Comment oublier les trains de British Rail, vieux, sales, toujours en panne ? Il fallait attendre six mois pour avoir le téléphone. La BBC multipliait les reportages incriminants sur British Gaz. Les salles pour les patients dans les hôpitaux publics sortaient de l’ère victorienne. Chambres privées ou semi-privées ? Inexistantes.

Peu de foyers avaient le chauffage central. Mon beau-frère qui vivait à Manchester avec sa famille de cinq enfants n’avait ni toilettes ni frigo, classé objet de luxe et surtaxé à 17,5 % au lieu du 8 % habituel.

Le premier ministre travailliste, James Callaghan, a déjà lancé en entrevue : « Si j’étais jeune, j’émigrerais. »

L’histoire bégaie, disait Marx

C’est ce terreau qui a vu naître le mouvement punk et son slogan No future. Et la révolution Thatcher en 1979.

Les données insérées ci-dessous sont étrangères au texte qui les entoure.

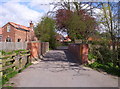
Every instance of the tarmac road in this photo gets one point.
(58, 69)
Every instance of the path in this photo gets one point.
(59, 70)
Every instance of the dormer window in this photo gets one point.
(8, 28)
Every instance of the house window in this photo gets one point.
(18, 40)
(8, 28)
(8, 39)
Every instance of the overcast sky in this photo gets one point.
(23, 11)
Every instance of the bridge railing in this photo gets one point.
(13, 63)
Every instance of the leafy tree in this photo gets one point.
(78, 24)
(45, 31)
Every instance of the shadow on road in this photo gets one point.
(60, 55)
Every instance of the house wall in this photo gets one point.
(14, 34)
(6, 34)
(23, 35)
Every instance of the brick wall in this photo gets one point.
(16, 34)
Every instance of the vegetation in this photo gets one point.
(78, 24)
(45, 31)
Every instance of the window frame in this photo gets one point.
(8, 28)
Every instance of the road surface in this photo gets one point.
(58, 69)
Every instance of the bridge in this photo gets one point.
(59, 68)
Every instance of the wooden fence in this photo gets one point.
(14, 62)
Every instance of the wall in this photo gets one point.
(6, 34)
(37, 49)
(9, 46)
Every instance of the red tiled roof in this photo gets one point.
(19, 26)
(0, 30)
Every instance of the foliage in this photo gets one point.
(109, 68)
(45, 31)
(78, 24)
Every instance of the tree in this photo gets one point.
(78, 24)
(45, 31)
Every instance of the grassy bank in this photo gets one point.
(109, 68)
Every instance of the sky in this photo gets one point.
(23, 11)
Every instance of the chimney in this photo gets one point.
(31, 25)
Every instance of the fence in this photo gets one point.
(9, 46)
(11, 64)
(38, 49)
(80, 51)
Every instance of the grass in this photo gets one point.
(109, 68)
(6, 78)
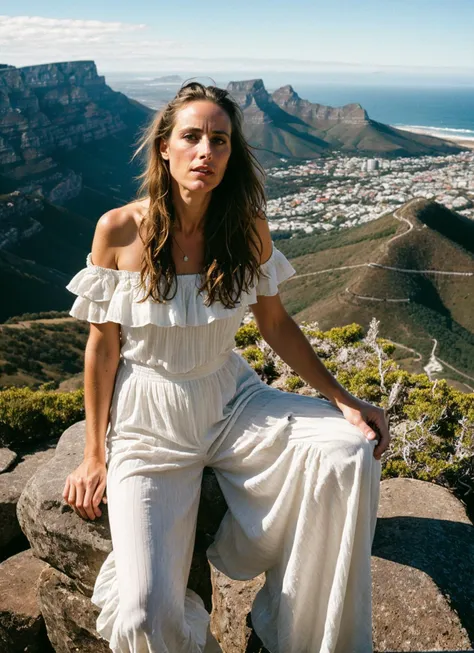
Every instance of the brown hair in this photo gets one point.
(229, 227)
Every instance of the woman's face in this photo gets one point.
(200, 137)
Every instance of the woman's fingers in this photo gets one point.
(384, 440)
(80, 492)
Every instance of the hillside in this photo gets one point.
(430, 301)
(66, 139)
(282, 124)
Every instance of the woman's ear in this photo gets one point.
(164, 149)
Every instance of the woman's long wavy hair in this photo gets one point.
(232, 244)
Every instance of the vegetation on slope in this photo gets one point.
(432, 424)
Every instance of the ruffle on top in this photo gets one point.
(107, 295)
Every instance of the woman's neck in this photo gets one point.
(190, 210)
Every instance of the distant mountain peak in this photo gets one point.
(246, 86)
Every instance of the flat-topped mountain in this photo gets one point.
(52, 116)
(282, 124)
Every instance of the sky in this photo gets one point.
(430, 38)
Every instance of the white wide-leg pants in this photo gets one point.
(302, 488)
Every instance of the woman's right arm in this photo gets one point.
(85, 486)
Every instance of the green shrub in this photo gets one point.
(28, 415)
(345, 335)
(292, 383)
(248, 334)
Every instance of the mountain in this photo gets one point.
(66, 139)
(413, 270)
(282, 124)
(64, 132)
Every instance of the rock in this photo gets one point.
(422, 567)
(7, 458)
(12, 484)
(22, 627)
(232, 603)
(422, 570)
(75, 548)
(69, 615)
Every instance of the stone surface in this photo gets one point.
(232, 601)
(68, 614)
(76, 546)
(12, 484)
(22, 628)
(422, 570)
(422, 566)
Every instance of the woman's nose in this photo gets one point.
(205, 148)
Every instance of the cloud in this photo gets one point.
(28, 40)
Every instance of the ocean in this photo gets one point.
(442, 111)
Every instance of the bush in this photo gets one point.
(248, 334)
(28, 415)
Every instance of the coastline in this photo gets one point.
(463, 141)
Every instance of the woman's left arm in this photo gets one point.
(285, 337)
(289, 342)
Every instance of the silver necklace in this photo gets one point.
(185, 258)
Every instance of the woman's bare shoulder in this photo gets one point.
(116, 229)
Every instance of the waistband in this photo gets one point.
(162, 374)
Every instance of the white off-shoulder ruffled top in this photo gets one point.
(179, 335)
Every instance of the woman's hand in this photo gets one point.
(85, 486)
(370, 419)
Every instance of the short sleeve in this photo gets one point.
(273, 272)
(94, 287)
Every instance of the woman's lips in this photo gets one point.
(202, 173)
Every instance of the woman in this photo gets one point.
(166, 285)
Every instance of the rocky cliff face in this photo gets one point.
(287, 98)
(52, 106)
(282, 124)
(47, 111)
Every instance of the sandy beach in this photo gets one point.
(462, 141)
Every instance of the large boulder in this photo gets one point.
(75, 548)
(422, 571)
(422, 566)
(22, 628)
(17, 470)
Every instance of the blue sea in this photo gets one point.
(443, 111)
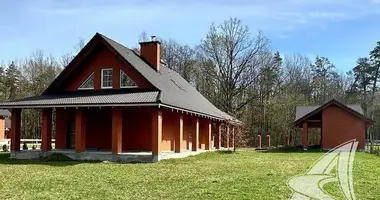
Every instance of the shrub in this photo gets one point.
(5, 148)
(56, 157)
(24, 146)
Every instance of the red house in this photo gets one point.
(113, 103)
(338, 123)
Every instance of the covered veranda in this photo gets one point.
(133, 132)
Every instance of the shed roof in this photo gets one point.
(304, 112)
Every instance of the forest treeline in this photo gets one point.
(238, 71)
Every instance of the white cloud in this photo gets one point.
(276, 16)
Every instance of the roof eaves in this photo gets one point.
(332, 101)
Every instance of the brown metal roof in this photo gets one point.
(85, 98)
(304, 112)
(173, 90)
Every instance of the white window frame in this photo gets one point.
(102, 78)
(121, 71)
(91, 88)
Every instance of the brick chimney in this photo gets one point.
(151, 52)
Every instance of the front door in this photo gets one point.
(70, 135)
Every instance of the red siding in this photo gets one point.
(137, 129)
(339, 126)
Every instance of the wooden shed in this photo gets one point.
(337, 122)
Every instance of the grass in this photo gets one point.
(246, 174)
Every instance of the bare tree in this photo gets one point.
(236, 57)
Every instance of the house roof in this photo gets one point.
(304, 112)
(173, 90)
(5, 113)
(85, 98)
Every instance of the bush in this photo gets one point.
(5, 148)
(24, 146)
(56, 157)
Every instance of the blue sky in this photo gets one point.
(341, 30)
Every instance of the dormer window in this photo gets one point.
(125, 81)
(106, 78)
(88, 83)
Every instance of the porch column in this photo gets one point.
(227, 136)
(305, 136)
(233, 137)
(195, 133)
(2, 128)
(117, 129)
(156, 134)
(46, 129)
(60, 128)
(179, 135)
(15, 129)
(208, 136)
(218, 138)
(80, 131)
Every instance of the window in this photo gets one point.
(125, 81)
(88, 83)
(106, 78)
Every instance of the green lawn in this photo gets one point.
(243, 175)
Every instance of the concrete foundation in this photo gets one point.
(127, 157)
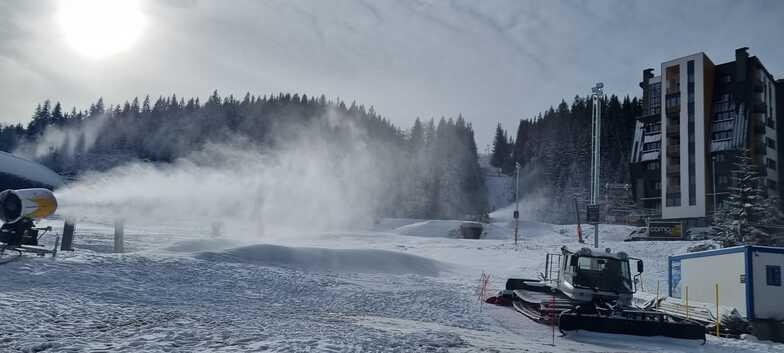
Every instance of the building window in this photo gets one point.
(722, 135)
(773, 275)
(651, 146)
(652, 128)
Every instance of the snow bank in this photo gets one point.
(328, 260)
(434, 228)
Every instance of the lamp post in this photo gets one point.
(517, 199)
(715, 192)
(596, 124)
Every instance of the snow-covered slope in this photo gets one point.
(352, 291)
(29, 170)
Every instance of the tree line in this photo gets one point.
(435, 162)
(554, 152)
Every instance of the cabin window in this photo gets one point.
(773, 275)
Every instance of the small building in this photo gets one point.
(749, 279)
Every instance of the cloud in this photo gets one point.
(490, 60)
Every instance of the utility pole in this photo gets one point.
(517, 200)
(596, 125)
(715, 202)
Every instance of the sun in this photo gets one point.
(100, 28)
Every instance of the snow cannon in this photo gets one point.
(26, 203)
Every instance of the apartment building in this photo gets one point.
(696, 116)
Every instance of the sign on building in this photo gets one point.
(665, 230)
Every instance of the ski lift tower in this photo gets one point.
(596, 128)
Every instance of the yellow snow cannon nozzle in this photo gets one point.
(26, 203)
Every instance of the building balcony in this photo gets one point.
(759, 108)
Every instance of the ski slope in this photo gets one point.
(402, 286)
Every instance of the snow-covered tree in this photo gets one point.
(739, 218)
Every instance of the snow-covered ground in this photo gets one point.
(403, 286)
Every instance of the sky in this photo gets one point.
(491, 61)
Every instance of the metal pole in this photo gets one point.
(517, 200)
(715, 202)
(718, 314)
(596, 124)
(119, 235)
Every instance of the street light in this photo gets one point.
(715, 201)
(596, 127)
(517, 199)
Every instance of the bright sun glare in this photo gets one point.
(100, 28)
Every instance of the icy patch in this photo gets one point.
(328, 260)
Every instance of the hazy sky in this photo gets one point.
(489, 60)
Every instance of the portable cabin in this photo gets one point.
(749, 279)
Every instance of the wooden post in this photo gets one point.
(718, 314)
(68, 231)
(119, 234)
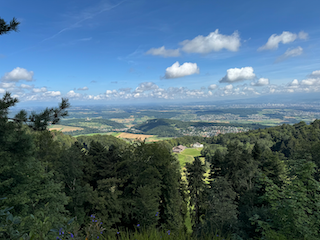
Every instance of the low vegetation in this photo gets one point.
(262, 184)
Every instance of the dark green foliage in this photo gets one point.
(198, 191)
(222, 212)
(105, 140)
(6, 28)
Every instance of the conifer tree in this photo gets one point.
(6, 28)
(198, 191)
(29, 189)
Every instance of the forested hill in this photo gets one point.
(170, 128)
(263, 184)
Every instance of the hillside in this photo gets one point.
(176, 128)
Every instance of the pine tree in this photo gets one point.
(6, 28)
(23, 180)
(198, 191)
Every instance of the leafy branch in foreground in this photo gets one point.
(35, 121)
(6, 28)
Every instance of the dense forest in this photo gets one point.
(263, 184)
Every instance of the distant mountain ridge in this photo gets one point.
(170, 127)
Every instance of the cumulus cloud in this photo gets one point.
(38, 90)
(125, 89)
(228, 87)
(83, 89)
(213, 42)
(261, 82)
(145, 86)
(285, 37)
(18, 74)
(290, 53)
(303, 35)
(52, 93)
(238, 74)
(176, 71)
(212, 86)
(7, 85)
(164, 52)
(72, 94)
(315, 74)
(25, 86)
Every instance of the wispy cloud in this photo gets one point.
(88, 15)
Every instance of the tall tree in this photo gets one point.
(23, 179)
(198, 191)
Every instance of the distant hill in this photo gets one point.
(170, 128)
(79, 122)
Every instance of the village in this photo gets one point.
(180, 148)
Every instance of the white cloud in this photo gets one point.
(108, 92)
(176, 71)
(310, 81)
(285, 37)
(7, 85)
(238, 74)
(315, 74)
(52, 94)
(18, 74)
(261, 82)
(164, 52)
(37, 90)
(294, 82)
(212, 86)
(303, 35)
(228, 87)
(72, 94)
(145, 86)
(25, 86)
(213, 42)
(83, 89)
(290, 53)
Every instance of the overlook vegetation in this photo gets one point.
(170, 128)
(262, 184)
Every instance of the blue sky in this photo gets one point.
(145, 51)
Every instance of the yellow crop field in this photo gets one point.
(63, 128)
(134, 136)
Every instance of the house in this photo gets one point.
(195, 145)
(178, 149)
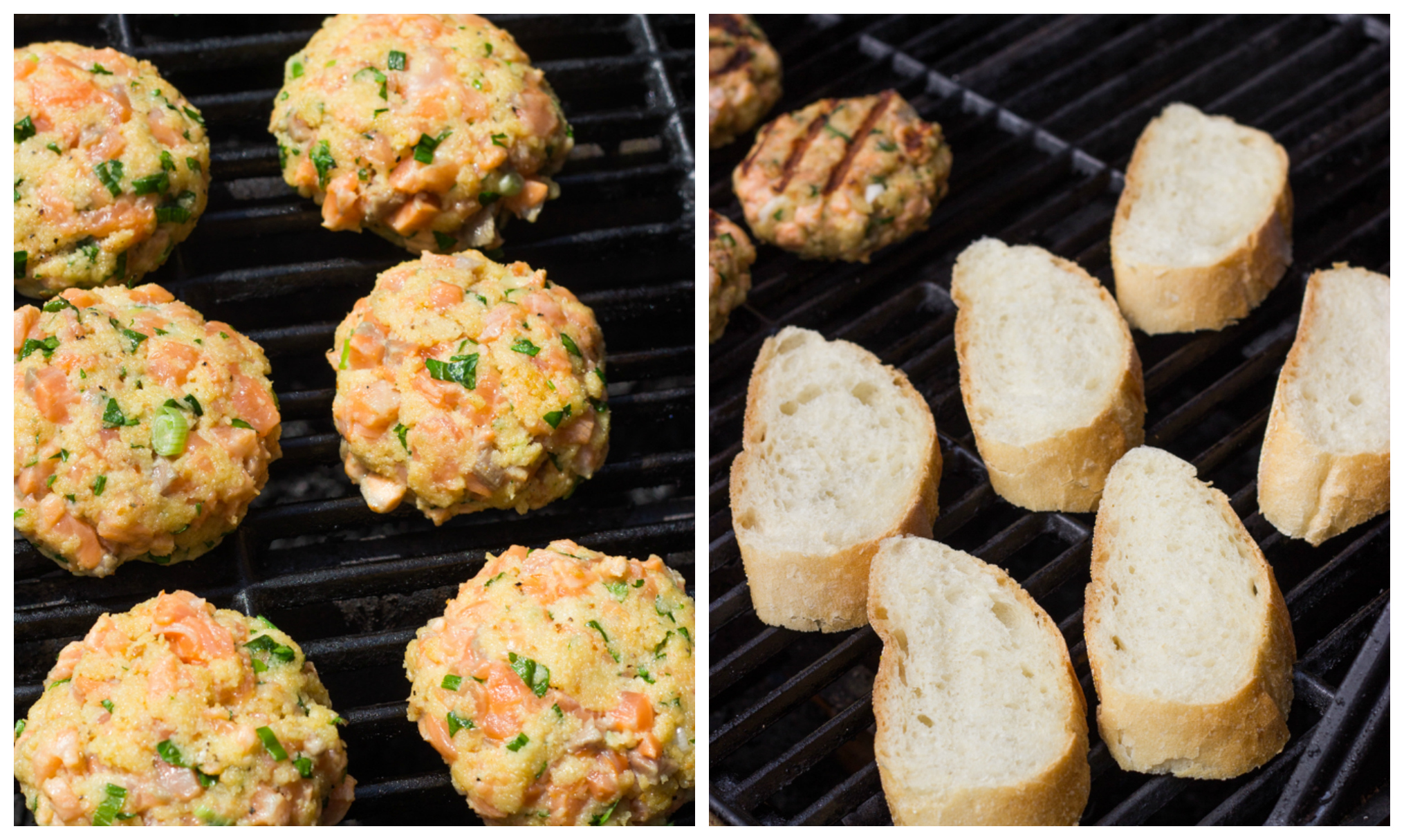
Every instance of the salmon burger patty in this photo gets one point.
(730, 256)
(743, 76)
(176, 713)
(557, 686)
(466, 384)
(843, 178)
(426, 129)
(141, 429)
(111, 169)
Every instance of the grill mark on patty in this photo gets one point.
(837, 176)
(726, 23)
(801, 144)
(736, 62)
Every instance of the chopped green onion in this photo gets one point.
(461, 369)
(24, 129)
(169, 432)
(425, 149)
(169, 754)
(271, 744)
(534, 673)
(110, 173)
(322, 159)
(111, 805)
(456, 722)
(555, 417)
(601, 819)
(158, 183)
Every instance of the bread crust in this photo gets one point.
(1195, 739)
(1055, 797)
(1067, 470)
(1161, 299)
(1303, 489)
(804, 590)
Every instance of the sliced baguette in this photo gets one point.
(838, 452)
(1187, 631)
(980, 718)
(1203, 227)
(1049, 375)
(1326, 459)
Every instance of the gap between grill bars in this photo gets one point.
(350, 585)
(1042, 114)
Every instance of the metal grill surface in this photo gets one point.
(350, 585)
(1042, 114)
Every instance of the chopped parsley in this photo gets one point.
(534, 673)
(322, 159)
(555, 417)
(425, 149)
(45, 347)
(461, 369)
(110, 173)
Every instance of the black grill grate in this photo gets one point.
(351, 586)
(1042, 114)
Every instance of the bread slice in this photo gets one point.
(1187, 631)
(838, 452)
(1326, 459)
(1049, 375)
(980, 718)
(1203, 226)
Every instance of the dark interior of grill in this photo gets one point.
(351, 585)
(1042, 114)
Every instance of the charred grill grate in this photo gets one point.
(351, 586)
(1042, 114)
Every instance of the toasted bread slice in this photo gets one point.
(1203, 226)
(980, 718)
(838, 452)
(1187, 631)
(1326, 459)
(1049, 375)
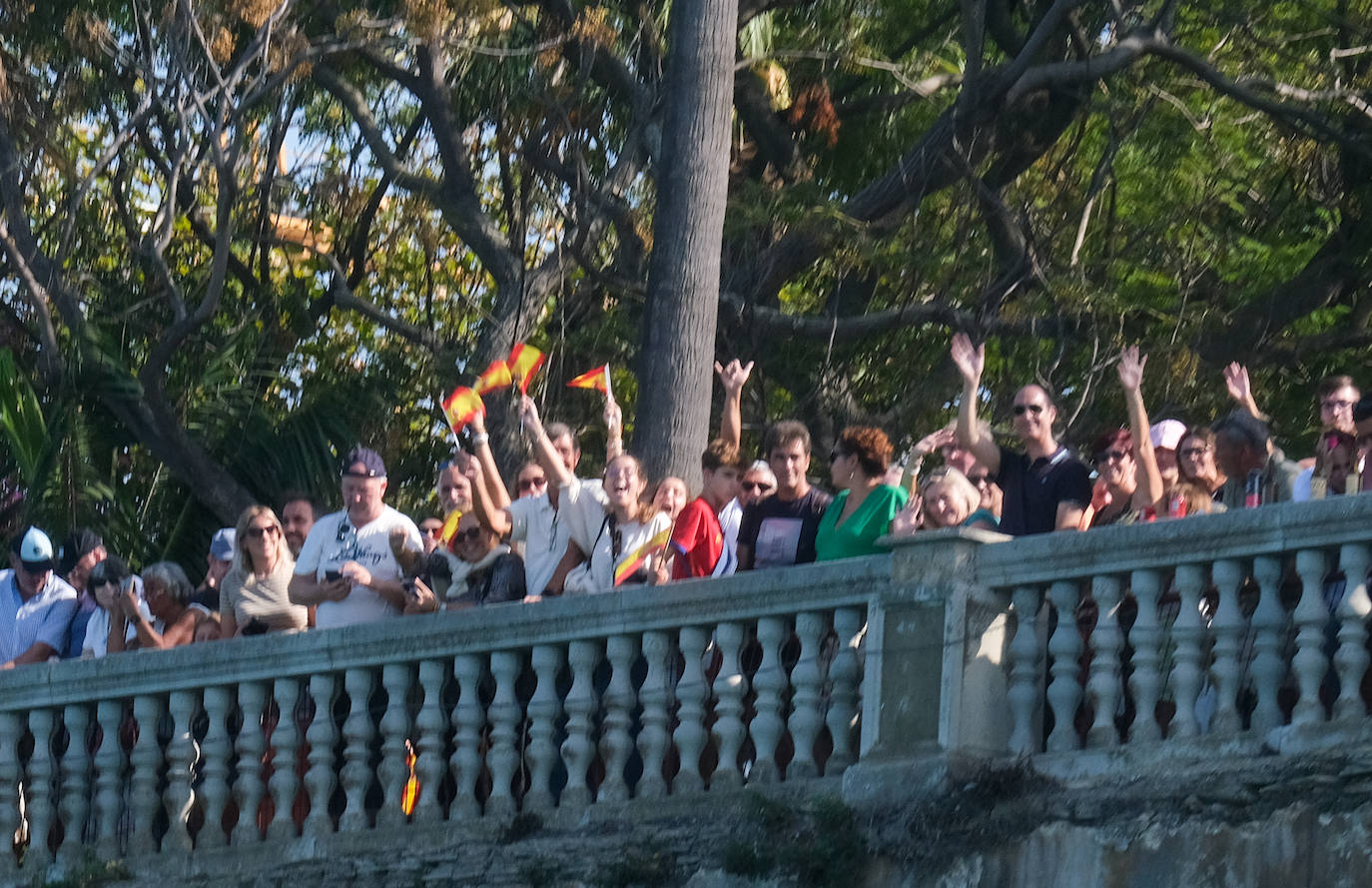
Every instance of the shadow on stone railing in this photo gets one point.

Le marché, comme la nature humaine, ce n’est pas toujours joli. L’État doit l’encadrer, comme il balise les relations entre les êtres, avec des lois, mais quand Québec solidaire a, parmi ses principes, celui de redresser le monde en renforçant le contrôle collectif au sein des entreprises et en donnant à l’État la dispensation des services publics, je n’en reviens pas que personne ne dénonce la supercherie.